L Es Hauts Justiciers peuvent demander jusqu’à vingt-neuf années d’arrérages de rentes Seigneuriales qui leur sont dûes.

Le mot demander, dont se sert cet Article, est impropre ; car ce ne sont point les Iuges Hauts Justiciers qui demandent les rentes dûës à une Seigneurie, aux rentiers, ce sont les Seigneurs, les Receveurs, Gagepleges ou autres qui sont cette fonction, le devoir des Juges Hauts Justiciers est de connoître des contestations qui peuvent survenir au sujet des rentes Seigneuriales entre le Seigneur & les rentiers.
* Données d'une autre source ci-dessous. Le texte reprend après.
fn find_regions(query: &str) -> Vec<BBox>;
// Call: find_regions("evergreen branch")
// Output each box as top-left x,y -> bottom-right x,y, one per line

Cet Article n’entend point non plus parler des rentes constituées à prix d’argent ou rentes hypoteques, dont on ne peut demander que cinq années d’arrerages s’il n’y a des poursuites, ni des rentes foncieres roturieres, comme celles de fieffe ou bail d’héritages, dont on peut demander vingt-neuf années d’arrérages, mais des rentes foncieres seigneuri, les, nobles & féodales, dont on peut pareillement demander vingt-neuf années, lesquelles rentes sont créées par un Seigneur de Fief, qui en alienant son Fief ou partie de son Fief, a retenu une rente ou plusieurs rentes foncieres Seigneuriales, Nobles, perpetuelles & non rachétables, en grain, en volaille, en argent ou en quelques autres espèces ; & ces rentes emportent la directe & les profits de Fief le cas arrivant, & se partagent noblement en la succession du propriétaire soit entre nobles ou entre roturiers : or ces rentes ne peuvent être dûës qu’au domaine du Roy, aux Seigneurs Hauts Justiciers & aux Seigneurs Bas Justiciers, mais avec cette difference que le domaine du Roy & les Seigneurs Hauts Justiciers peuvent demander vingt-neuf années d’arrérages des rentes Seigneuriales, au lieu que les Seigneurs Bas Justiciers n’en peuvent demander que trois années, s’il n’y a compte arrété, obligation, condamnation, ou que par le titre originaire & constitutif de la rente le preneur n’eût obligé & hypotequé tous ses biens présens & à venir à la rente Article 31. de nôtre Coûtume ; ce qui montre que les Seigneurs Hauts Justiciers ont bien plus de prérogatives que les Seigneurs Bas Justiciers.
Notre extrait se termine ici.